Baker joined in April with a pedigree of building for emerging technologies, having built out Cisco's channel when it entered the datacentre and server market.
The channel boss said that McAfee is currently in the process of kick-starting its interaction with partners.
"We are relaunching ourselves into the market," he said.
"It is about building intimacy with customers and becoming a trusted adviser from a security perspective.
"In order to kick that off it is really important to incubate some of the key messages and technologies to make sure they are really understood.
"It is definitely an ongoing task. We have got to the stage now where people can understand our vision, they can feel it, but now we have to prove it. We are proving the vision with partners by winning different customers and trying to drive more intimacy."
This new approach has seen McAfee look to shape the perception that it is purely an AV player, with the vendor now touting its "device-to-cloud approach".
"It is about the architecture," he said. "We don't have one product in the portfolio, we now have an architecture which is about the device all the way through to the cloud.
"If you really want to fix the challenges that a customer has with security, they are looking for that architecture approach. No single product is going to do it, they want to see how it is all put together.
"We have an architecture that partners can use to drive a higher-level discussion with and build services around.
"We have a strong legacy but we are really trying to reinvigorate ourselves. Some parts of the market are embryonic, such as the CASB market, so it is about explaining to partners and customers how important that technology is and how it is going to evolve."
David Lannin, director of technology at security VAR Sapphire, said that McAfee's channel engagement has been below par of recent times, but did say that things have started to improve over recent months.
He also claimed that the vendor's new integrated approach to security technology could win over customers.

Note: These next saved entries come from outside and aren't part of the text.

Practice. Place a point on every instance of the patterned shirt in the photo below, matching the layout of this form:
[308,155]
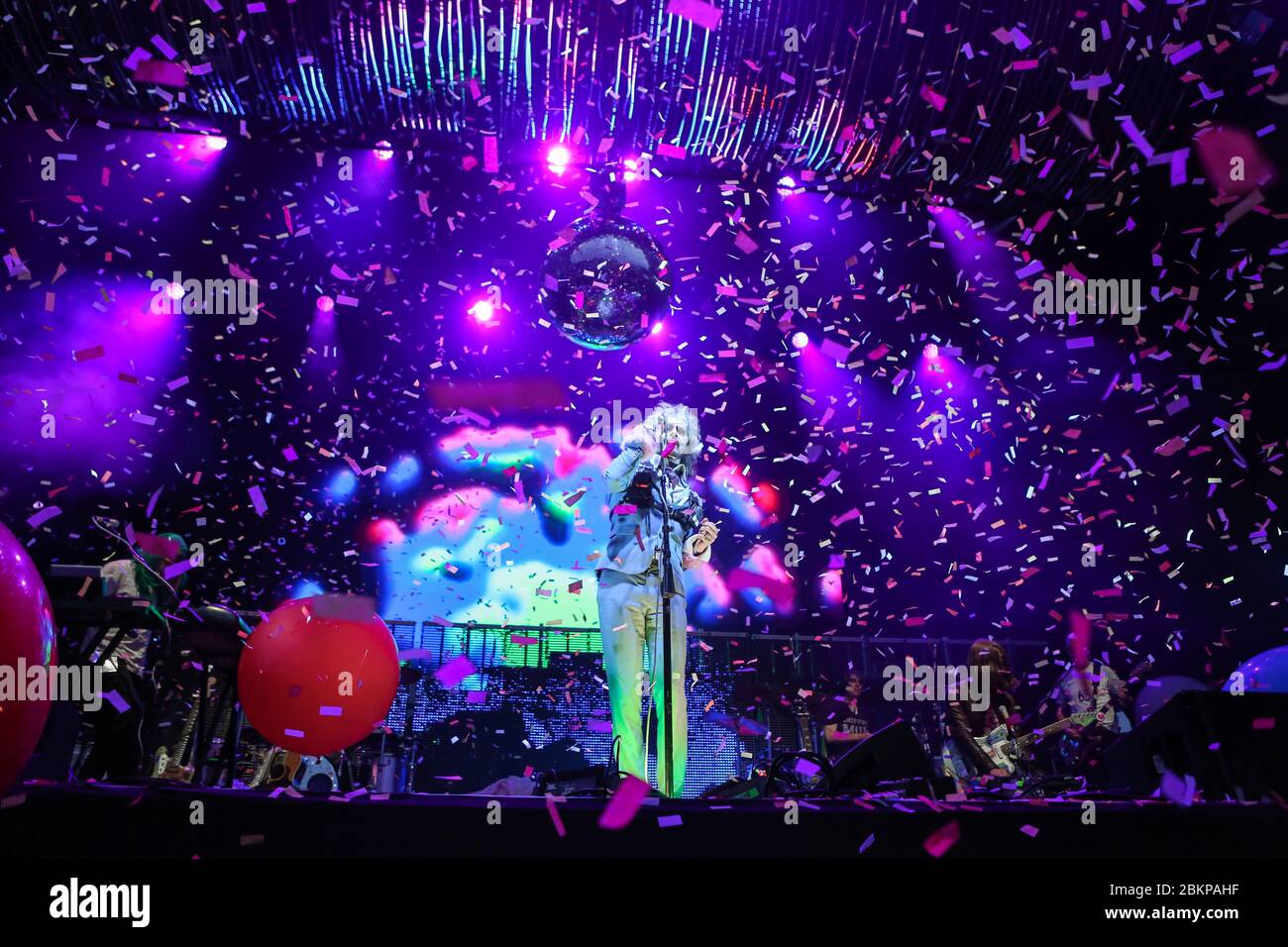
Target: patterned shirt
[120,581]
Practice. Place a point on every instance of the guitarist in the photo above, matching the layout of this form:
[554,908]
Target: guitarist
[967,722]
[846,724]
[117,744]
[1091,686]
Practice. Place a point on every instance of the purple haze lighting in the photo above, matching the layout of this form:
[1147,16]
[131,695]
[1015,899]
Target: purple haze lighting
[558,158]
[482,311]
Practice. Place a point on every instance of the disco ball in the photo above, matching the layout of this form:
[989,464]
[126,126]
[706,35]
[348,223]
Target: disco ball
[606,283]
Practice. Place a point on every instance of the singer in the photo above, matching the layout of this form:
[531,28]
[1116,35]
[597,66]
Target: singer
[648,482]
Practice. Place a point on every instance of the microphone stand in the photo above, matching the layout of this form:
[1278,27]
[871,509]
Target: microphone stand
[668,594]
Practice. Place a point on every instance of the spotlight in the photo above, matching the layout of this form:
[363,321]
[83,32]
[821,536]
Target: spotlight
[558,158]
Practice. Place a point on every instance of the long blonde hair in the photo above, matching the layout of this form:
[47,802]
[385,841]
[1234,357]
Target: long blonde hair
[690,446]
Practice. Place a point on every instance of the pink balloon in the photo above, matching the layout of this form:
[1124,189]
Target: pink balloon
[26,641]
[318,674]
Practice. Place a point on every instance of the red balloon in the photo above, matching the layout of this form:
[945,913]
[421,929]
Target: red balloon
[318,674]
[26,641]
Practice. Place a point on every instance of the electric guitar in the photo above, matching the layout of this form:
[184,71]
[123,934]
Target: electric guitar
[288,768]
[166,764]
[1004,751]
[1076,750]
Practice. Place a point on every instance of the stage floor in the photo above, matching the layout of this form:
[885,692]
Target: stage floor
[168,821]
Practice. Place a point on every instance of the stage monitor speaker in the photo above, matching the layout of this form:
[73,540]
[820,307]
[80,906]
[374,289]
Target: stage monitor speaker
[1233,745]
[890,754]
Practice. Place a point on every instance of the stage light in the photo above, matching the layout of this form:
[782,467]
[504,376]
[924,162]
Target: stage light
[558,158]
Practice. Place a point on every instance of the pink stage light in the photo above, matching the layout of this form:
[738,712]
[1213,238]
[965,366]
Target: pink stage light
[558,158]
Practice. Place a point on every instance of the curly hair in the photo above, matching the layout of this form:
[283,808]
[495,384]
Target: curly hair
[690,445]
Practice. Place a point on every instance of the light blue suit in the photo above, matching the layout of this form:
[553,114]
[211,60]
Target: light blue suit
[630,611]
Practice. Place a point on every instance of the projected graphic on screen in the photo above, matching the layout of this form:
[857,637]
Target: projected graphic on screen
[507,528]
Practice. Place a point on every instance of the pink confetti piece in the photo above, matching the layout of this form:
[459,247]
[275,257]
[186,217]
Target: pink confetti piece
[934,98]
[555,818]
[43,517]
[161,73]
[696,12]
[166,50]
[1179,789]
[941,839]
[625,802]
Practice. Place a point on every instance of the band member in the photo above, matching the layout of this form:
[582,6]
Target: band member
[1090,686]
[846,724]
[119,724]
[970,719]
[652,474]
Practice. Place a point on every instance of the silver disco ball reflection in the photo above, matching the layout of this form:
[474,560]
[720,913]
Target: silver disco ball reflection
[608,283]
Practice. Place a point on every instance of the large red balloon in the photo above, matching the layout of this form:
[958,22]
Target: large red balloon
[317,676]
[26,641]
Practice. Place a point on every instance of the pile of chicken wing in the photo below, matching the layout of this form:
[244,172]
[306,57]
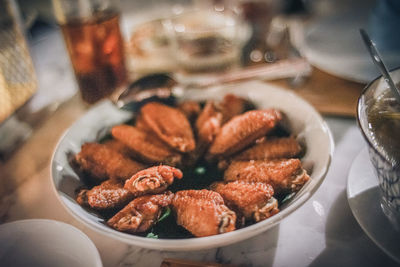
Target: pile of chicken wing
[131,176]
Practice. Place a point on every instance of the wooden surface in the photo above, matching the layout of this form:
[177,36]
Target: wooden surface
[330,95]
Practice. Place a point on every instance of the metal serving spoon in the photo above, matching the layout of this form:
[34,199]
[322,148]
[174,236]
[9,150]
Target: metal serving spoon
[376,58]
[164,88]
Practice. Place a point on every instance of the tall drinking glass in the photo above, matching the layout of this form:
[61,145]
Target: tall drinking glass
[95,45]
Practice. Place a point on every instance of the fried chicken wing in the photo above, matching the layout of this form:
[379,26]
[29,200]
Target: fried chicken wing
[253,200]
[170,125]
[146,146]
[152,180]
[141,213]
[266,149]
[101,163]
[242,130]
[285,175]
[120,147]
[203,213]
[109,195]
[209,122]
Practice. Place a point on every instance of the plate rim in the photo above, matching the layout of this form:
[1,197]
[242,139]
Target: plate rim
[358,218]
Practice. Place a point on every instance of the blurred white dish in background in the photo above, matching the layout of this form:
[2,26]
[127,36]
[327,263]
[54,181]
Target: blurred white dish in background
[363,194]
[46,243]
[152,41]
[333,44]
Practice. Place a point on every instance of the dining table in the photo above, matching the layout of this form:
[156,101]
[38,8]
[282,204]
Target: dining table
[322,232]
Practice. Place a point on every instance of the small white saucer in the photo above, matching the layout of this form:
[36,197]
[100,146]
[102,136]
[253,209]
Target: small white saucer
[40,242]
[364,199]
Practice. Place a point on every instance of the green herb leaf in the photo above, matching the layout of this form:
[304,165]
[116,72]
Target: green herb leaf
[152,235]
[166,213]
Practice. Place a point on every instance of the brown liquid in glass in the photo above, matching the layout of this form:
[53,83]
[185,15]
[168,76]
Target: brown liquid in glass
[384,127]
[97,54]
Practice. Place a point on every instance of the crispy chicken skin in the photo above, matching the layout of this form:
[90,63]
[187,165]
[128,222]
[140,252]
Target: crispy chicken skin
[253,200]
[285,175]
[266,149]
[190,108]
[170,125]
[209,122]
[119,147]
[203,213]
[141,213]
[152,180]
[109,195]
[242,130]
[102,163]
[146,146]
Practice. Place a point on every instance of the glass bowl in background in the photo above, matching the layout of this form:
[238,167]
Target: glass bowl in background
[378,116]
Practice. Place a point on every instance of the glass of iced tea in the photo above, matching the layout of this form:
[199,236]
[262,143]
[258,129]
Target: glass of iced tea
[95,45]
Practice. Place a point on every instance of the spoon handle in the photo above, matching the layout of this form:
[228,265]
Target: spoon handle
[376,58]
[282,69]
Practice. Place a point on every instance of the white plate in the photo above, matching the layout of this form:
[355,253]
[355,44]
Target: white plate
[305,121]
[39,242]
[364,198]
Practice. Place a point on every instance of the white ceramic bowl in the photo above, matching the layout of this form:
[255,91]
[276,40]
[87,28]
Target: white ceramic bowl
[305,121]
[39,242]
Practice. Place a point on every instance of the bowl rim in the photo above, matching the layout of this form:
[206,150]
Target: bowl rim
[198,243]
[365,89]
[74,229]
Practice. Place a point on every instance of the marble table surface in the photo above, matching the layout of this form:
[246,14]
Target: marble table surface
[323,232]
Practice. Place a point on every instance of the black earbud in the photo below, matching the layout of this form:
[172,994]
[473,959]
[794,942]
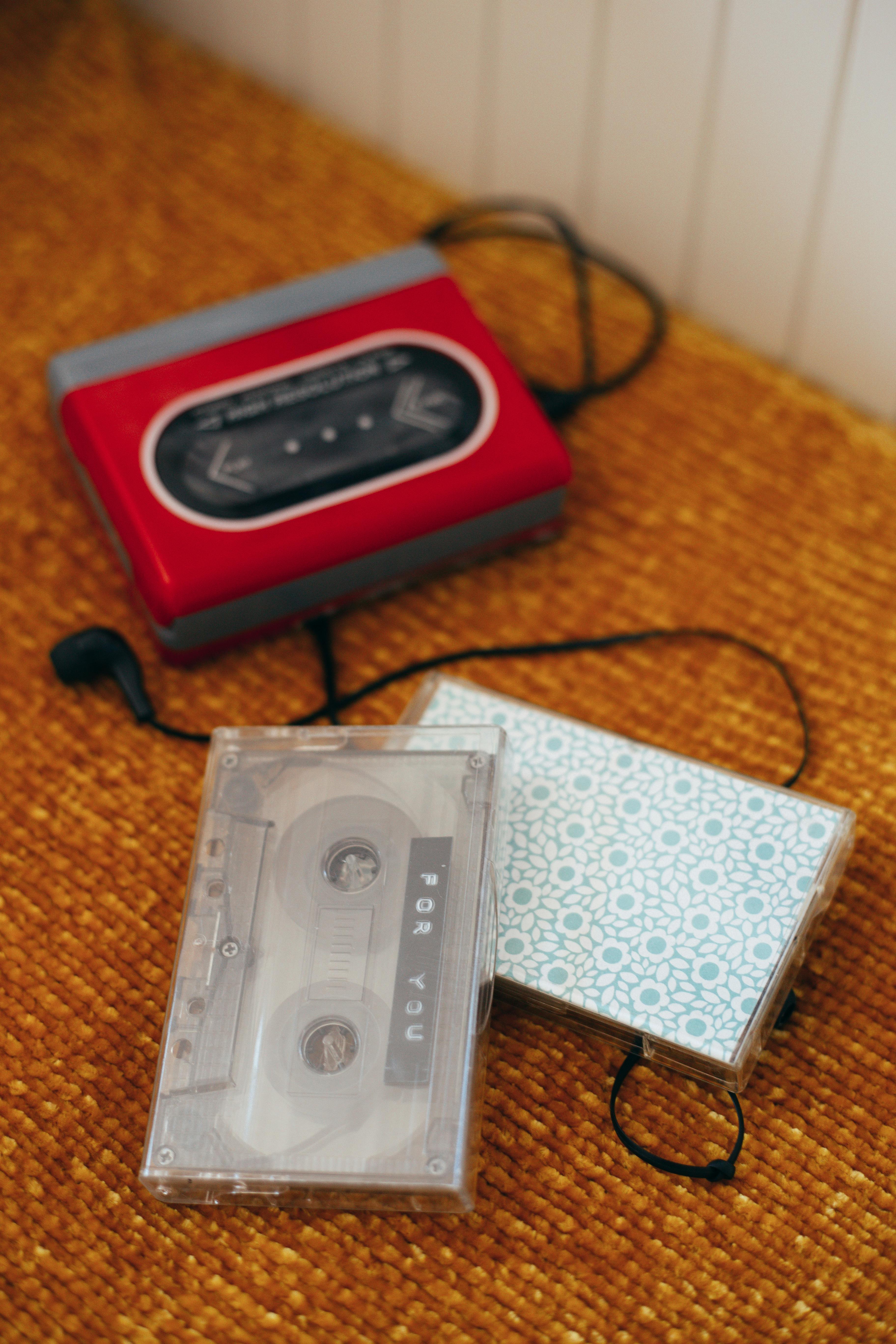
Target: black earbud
[101,652]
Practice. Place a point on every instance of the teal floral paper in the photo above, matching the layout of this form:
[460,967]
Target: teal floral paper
[640,885]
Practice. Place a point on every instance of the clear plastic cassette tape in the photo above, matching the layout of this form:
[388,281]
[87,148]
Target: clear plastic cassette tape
[334,976]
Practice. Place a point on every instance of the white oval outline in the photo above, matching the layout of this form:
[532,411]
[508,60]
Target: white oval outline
[429,341]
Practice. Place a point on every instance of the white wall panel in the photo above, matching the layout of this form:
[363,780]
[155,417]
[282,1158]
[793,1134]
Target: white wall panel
[778,83]
[848,331]
[546,54]
[263,37]
[343,66]
[742,154]
[441,99]
[640,189]
[202,21]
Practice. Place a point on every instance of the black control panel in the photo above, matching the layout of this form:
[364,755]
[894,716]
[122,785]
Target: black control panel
[318,432]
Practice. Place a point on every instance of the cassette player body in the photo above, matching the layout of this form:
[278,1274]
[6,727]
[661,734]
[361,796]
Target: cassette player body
[324,1041]
[291,451]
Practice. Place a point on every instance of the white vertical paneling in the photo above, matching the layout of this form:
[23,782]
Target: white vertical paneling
[440,95]
[543,79]
[261,37]
[656,79]
[343,68]
[848,331]
[198,19]
[778,81]
[742,154]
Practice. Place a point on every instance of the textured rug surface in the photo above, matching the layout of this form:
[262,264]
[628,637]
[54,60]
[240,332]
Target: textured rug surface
[140,179]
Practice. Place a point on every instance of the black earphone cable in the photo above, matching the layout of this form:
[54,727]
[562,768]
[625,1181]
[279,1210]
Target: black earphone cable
[335,705]
[460,226]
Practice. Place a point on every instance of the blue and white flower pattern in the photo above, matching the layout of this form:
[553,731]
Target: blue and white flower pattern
[648,889]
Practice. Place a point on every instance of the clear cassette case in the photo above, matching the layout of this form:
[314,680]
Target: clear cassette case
[324,1041]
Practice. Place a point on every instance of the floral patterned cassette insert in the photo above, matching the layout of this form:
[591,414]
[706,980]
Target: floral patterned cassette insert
[645,894]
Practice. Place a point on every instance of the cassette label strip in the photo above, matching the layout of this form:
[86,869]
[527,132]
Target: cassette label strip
[409,1057]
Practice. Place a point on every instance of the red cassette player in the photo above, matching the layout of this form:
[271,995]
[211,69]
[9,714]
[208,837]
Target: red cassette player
[280,455]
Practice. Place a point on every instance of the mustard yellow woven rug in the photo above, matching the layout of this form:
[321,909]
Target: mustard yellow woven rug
[140,181]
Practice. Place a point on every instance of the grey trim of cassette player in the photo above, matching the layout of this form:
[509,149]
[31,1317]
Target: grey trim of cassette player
[221,323]
[370,572]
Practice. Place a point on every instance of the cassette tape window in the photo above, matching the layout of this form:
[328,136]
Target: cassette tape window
[324,1041]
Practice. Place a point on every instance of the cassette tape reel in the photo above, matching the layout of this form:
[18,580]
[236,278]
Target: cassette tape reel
[324,1034]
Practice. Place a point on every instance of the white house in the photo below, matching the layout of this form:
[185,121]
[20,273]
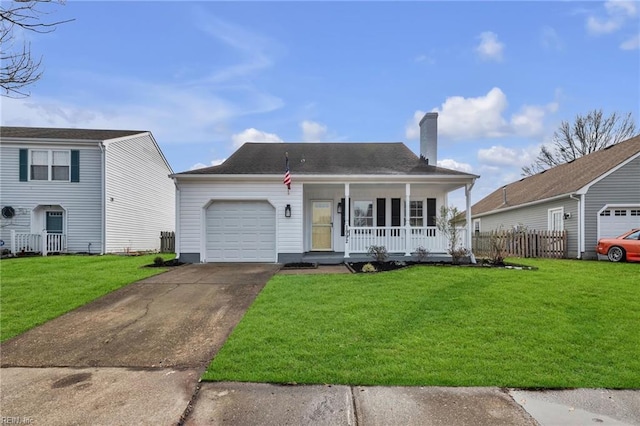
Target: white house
[343,198]
[592,197]
[81,190]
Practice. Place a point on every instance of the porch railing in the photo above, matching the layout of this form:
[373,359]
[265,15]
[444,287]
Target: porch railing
[399,239]
[43,243]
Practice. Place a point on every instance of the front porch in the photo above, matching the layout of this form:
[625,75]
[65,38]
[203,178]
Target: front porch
[45,243]
[394,239]
[345,220]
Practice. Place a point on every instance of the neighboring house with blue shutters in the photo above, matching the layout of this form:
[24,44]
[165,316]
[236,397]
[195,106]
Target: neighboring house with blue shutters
[83,190]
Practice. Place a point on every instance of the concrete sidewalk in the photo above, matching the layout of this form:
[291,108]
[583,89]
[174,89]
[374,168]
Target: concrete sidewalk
[266,404]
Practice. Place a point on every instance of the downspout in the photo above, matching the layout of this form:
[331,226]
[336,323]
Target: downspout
[103,198]
[177,221]
[467,193]
[580,223]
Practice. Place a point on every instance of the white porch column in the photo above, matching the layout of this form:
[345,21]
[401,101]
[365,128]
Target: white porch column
[347,211]
[44,243]
[407,231]
[467,194]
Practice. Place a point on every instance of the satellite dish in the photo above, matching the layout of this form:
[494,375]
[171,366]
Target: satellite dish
[8,212]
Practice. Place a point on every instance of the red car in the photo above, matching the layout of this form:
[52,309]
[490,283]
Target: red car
[624,247]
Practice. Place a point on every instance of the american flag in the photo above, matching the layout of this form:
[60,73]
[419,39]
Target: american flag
[287,175]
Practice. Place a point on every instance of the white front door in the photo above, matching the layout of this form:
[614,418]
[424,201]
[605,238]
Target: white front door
[321,225]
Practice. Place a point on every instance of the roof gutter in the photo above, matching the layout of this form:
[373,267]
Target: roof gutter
[519,206]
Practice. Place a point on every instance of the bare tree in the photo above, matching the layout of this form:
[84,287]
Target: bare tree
[18,67]
[446,224]
[585,135]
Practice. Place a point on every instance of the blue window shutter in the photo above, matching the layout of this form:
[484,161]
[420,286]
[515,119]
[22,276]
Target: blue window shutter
[24,165]
[75,165]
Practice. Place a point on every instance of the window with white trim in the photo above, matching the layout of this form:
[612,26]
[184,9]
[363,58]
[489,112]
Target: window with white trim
[49,165]
[363,213]
[556,219]
[416,213]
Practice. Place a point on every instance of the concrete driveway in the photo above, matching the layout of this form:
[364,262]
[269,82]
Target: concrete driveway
[136,353]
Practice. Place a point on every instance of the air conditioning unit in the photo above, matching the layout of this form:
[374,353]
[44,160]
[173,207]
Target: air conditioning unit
[8,212]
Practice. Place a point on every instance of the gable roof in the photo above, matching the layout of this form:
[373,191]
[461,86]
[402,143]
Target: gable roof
[325,159]
[64,134]
[560,180]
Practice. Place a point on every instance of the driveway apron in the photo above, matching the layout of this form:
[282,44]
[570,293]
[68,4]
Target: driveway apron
[136,353]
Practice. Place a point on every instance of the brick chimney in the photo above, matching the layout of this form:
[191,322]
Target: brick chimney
[429,138]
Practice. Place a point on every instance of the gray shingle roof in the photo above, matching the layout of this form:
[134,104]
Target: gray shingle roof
[563,179]
[326,159]
[61,133]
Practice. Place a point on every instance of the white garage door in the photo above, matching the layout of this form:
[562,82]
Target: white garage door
[615,221]
[241,231]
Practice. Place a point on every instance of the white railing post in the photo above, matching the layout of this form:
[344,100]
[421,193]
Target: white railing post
[407,214]
[45,243]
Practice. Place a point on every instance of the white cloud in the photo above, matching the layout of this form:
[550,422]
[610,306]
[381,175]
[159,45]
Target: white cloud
[632,43]
[213,163]
[617,13]
[490,48]
[313,131]
[483,117]
[454,165]
[503,156]
[254,135]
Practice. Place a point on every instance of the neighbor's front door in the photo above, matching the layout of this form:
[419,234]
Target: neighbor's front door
[321,225]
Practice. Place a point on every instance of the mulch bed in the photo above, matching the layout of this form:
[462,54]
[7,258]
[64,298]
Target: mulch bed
[356,267]
[300,265]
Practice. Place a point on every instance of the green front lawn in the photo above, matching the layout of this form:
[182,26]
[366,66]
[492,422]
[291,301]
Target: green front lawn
[34,290]
[568,324]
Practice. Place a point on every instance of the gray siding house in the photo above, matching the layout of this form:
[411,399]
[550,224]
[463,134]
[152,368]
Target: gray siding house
[595,196]
[343,198]
[82,190]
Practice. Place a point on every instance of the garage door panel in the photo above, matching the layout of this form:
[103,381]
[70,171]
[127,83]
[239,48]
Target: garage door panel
[617,220]
[240,231]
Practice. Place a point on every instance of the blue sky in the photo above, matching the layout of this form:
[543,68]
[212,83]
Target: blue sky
[204,77]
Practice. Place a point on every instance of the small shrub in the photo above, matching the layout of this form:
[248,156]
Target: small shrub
[379,253]
[421,253]
[368,267]
[457,254]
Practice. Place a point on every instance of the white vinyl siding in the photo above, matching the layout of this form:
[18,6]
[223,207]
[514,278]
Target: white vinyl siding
[196,195]
[335,191]
[139,195]
[80,200]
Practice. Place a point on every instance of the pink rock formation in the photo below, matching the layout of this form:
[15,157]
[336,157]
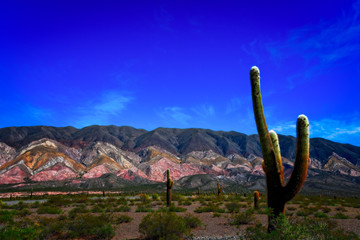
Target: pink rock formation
[96,172]
[14,175]
[56,173]
[130,174]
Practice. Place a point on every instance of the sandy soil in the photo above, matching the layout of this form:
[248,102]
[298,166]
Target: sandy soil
[219,226]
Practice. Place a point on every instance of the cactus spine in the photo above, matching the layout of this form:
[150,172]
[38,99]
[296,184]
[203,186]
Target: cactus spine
[256,199]
[219,189]
[278,193]
[169,185]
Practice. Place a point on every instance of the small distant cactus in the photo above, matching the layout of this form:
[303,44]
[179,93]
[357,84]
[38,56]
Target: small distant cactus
[219,189]
[256,199]
[278,193]
[169,185]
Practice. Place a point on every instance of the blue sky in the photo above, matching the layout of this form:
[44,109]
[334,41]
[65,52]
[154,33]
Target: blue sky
[182,64]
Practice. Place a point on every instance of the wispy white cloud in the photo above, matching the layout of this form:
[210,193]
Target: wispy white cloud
[187,117]
[38,114]
[236,104]
[101,111]
[339,129]
[204,110]
[175,116]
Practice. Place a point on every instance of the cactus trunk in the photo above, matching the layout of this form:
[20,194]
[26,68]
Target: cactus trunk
[278,193]
[256,199]
[169,185]
[219,189]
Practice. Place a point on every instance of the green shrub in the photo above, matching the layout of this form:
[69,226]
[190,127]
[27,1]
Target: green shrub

"They have had a bit of a rocky ride with on the channel side of things; the way they communicate hasn't been very good and a lot of people have left and people have come in, so there has been a lack of cohesion," he said.
"They have great tech but if they don't have the commercial people in place what is the point? It's not exactly been a channel enablement programme, but things have started to improve over the last couple of months and we have been getting a lot more interaction with their channel guys
"We met the guy who is looking after sapphire and the technology looked good. He went through a lot more use cases for the integration of the technology which is a really cool part of what they do, so the future is probably quite good for them. They just need to communicate that better to the customers and partners now."